Under the CREATE proposal, the Fiscal Incentives Review Board (FIRB) is tasked to improve the governance of tax incentives by tailoring programs to the individual companies’ needs, Chua said.

The original Citira tasked the FIRB, which will be institutionalized, to review and approve all projects seeking incentives from the government. Under the proposal, the Finance Secretary chairs FIRB.

House Economic Stimulus Cluster Cochairman and House Committee on Ways and Means Chariman Joey Sarte Salceda, in a statement, said the original Citira was approved by the Duterte Cabinet as an administration measure in January 2018 while the new House approved it on Septemper 2019.

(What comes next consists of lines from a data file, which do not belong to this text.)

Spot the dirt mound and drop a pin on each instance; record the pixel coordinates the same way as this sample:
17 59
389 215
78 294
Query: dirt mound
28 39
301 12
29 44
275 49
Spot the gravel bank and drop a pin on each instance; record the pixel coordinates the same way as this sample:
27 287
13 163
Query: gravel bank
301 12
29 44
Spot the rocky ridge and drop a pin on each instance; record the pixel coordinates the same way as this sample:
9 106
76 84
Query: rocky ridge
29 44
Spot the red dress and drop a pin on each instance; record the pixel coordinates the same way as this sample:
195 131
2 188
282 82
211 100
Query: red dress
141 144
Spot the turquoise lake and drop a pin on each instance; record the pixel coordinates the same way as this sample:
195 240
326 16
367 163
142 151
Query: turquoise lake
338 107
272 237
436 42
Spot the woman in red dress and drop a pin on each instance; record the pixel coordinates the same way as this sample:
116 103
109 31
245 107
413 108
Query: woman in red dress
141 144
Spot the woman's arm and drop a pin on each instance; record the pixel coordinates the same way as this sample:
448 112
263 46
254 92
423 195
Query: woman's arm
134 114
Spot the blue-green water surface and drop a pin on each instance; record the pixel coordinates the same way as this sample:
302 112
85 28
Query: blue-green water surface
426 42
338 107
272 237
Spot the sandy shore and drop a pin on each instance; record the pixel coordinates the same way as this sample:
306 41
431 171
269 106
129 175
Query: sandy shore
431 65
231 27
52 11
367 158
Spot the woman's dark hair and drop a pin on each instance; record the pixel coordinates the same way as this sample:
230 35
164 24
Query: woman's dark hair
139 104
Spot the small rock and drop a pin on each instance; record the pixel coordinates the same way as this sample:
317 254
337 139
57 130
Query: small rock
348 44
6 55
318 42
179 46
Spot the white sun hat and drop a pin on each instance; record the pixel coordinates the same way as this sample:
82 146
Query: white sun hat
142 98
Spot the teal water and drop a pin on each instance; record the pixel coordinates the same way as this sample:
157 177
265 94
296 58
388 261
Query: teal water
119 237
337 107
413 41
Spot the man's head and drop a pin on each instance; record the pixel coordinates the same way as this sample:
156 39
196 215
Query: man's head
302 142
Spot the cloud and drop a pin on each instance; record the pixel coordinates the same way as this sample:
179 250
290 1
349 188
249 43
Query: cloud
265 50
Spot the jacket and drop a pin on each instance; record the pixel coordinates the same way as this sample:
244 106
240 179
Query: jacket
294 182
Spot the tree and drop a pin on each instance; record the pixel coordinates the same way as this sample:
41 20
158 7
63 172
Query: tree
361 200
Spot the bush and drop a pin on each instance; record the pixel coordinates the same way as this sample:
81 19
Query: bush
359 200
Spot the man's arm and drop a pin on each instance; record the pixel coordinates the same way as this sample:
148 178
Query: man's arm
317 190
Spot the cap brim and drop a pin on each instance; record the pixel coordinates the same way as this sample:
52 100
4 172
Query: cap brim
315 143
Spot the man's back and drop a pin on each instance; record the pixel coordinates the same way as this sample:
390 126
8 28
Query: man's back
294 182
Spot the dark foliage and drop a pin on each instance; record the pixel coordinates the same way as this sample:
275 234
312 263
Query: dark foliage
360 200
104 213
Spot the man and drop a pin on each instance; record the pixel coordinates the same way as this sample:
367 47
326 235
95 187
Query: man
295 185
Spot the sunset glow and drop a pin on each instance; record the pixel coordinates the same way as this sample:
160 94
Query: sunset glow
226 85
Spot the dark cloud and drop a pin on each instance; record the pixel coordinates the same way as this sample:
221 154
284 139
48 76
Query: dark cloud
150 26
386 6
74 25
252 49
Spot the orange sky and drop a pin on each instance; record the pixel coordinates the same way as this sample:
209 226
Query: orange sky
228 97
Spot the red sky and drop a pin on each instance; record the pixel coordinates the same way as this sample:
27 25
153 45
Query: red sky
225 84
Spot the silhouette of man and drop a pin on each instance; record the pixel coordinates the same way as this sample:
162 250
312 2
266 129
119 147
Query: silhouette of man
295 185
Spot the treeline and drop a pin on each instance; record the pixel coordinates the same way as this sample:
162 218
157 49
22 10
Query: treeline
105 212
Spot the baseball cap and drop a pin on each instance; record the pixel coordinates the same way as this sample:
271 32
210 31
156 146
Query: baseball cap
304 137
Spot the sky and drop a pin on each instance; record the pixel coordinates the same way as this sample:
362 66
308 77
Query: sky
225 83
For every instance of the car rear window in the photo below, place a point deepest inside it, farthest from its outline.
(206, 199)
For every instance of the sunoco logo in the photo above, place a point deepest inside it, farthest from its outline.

“By my estimates, we probably easily lost $3 billion in investments in the two years of dawdling after the Executive approved its unified version in January 2018. That is an amount that could have provided us a safety cushion during this pandemic,” he added.

Meanwhile, Salceda backed the faster lowering of CIT.

“The emerging proposal is an immediate 30 percent to 25 percent one time in 2020 versus the 1 percent yearly reduction, and then let the next administration have flexibility over the other 5 percent. This sends a strong signal that the country is open for business, subject of course to our need to finance infrastructure, health, and education,” he said.

He also backed the proposal increasing the sunset provision by 2 years across the board.

“I welcome the effort to make Citira more responsive to Covid-19. The House- approved version anticipated the structural need to reduce population density in NCR through Balik Probinsya by providing twice the incentives for investments in countryside development,” he added.

According to Salceda, this proposal will be tackled during the congressional bicameral conference committee meeting as the House already approved on third and final reading its version of the bill.

“As a matter of strategy, we await the Senate version and introduce these Covid provisions in bicam,” he said.

On the Nolco provision, Salceda said the House of Representatives has already included the Department of Finance proposal extending the enhanced Nolco for small business for five years from the current 3 years, with the government absorbing as much as P139.6 billion in the form of forgone tax payments to help these enterprises recoup their losses.

Raising revenue

Meanwhile, Chua said the government is looking for other options to raise its revenues starting this year.

The government is studying the digital economy VAT and the new health sin tax.

Under the digital economy VAT proposal, Chua said all non-residents that registered e-commerce platforms are responsible for withholding VAT from clients. He said this proposal will provide additional revenue for the government of P15 billion in 2021, P16.6 billion in 2022 and P18.4 billion in 2023.

On the health sin tax, Chua said the government is eyeing to implement a 6 percent indexation on sweetened beverage tax while imposing 8 percent ad valorem tax to junk food with high trans fat and high salt. This will give government additional revenue of P3.7 billion in 2021, P7.3 billion in 2022 and P11.7 billion in 2023.

Also, Chua backed Salceda’s proposals increasing the Motor Vehicle Road Users’ Tax (MVRUT), a proposal under House Bill 4695 that could provide government P40 billion in additional revenue in three years.

Chua also supported passage of Salceda’s House Bill 5267 requiring Philippine Offshore Gaming Operations (POGOs) to pay a 5 percent tax on gross receipts from their operations covered by the law granting their franchise. Foreign employees working for POGOs would also be presumed to earn P600,000 and pay a 25 percent tax on their salaries, wages, annuities, compensation, remuneration, honoraria, and allowances.

Chua said the Palace already implemented through Executive Order 113 the temporary 10-percent increase on fuel tariff, which will also provide additional P3.7 billion revenue to the government.